Buried in Liverpool’s Pioneers Memorial Park are thousands of men who ended their days at the Asylum for the Infirm and Destitute.
Almost all of them were buried in anonymous paupers’ graves. One of the most remarkable of these largely forgotten men is the convict artist Charles Rodius.
Rodius was born in Cologne, Germany in 1802 and trained as an artist in France where he worked as a teacher of "music, painting, drawing and languages” before travelling to England.
In 1829, he was charged at Westminster with stealing a perfume bottle, tickets, an opera glass and a handkerchief from a woman's purse. Rodius defended himself and said that the items were gifts from his female students. Nonetheless, he was convicted and sentenced to seven years’ transportation to the penal colony of New South Wales.
He arrived in December 1829 on the Sarah and was assigned to the Department of Public Works instructing civil and military officers in drawing.
As a draughtsman, he was also engaged by the colonial architect to produce plans of “every building throughout the Colony”. His service was considered so vital that his superiors were reluctant to uphold Rodius' application for a ticket-of-leave which would exempt him from compulsory government service.
A certificate of freedom was finally granted in July 1841, 12 years after arriving.

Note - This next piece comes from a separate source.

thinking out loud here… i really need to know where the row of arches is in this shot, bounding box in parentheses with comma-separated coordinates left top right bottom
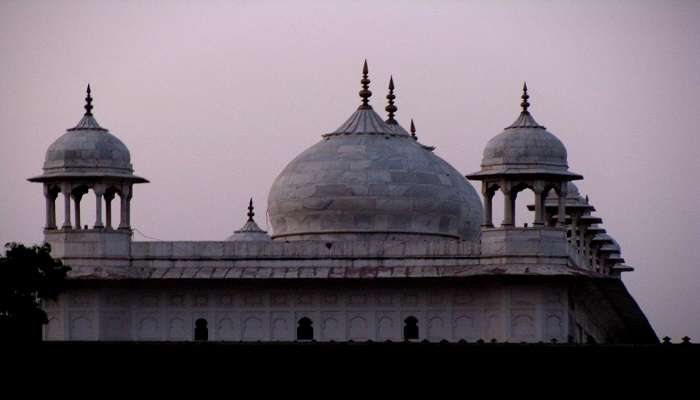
(481, 180, 567, 228)
(192, 316, 421, 342)
(43, 182, 132, 230)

In 1831 he published the first of his outstanding portraits of Aboriginal 'Kings' and the first of his landscape paintings, a view of Port Jackson taken from Bunker's Hill. His lithograph of the Lansdowne Bridge in 1836 is one of his finest.
He married twice but both of his wives died, the second just 18.
During the late 1850s Rodius suffered a stroke which paralysed one side and on April 9, 1860 he died “of infirmity” at the Liverpool Asylum, aged only 58. While we have no headstone or plaque to commemorate the life of Charles Rodius, his works are held and displayed in the finest galleries in the world, from the British Museum to the National Portrait Gallery and Mitchell Library.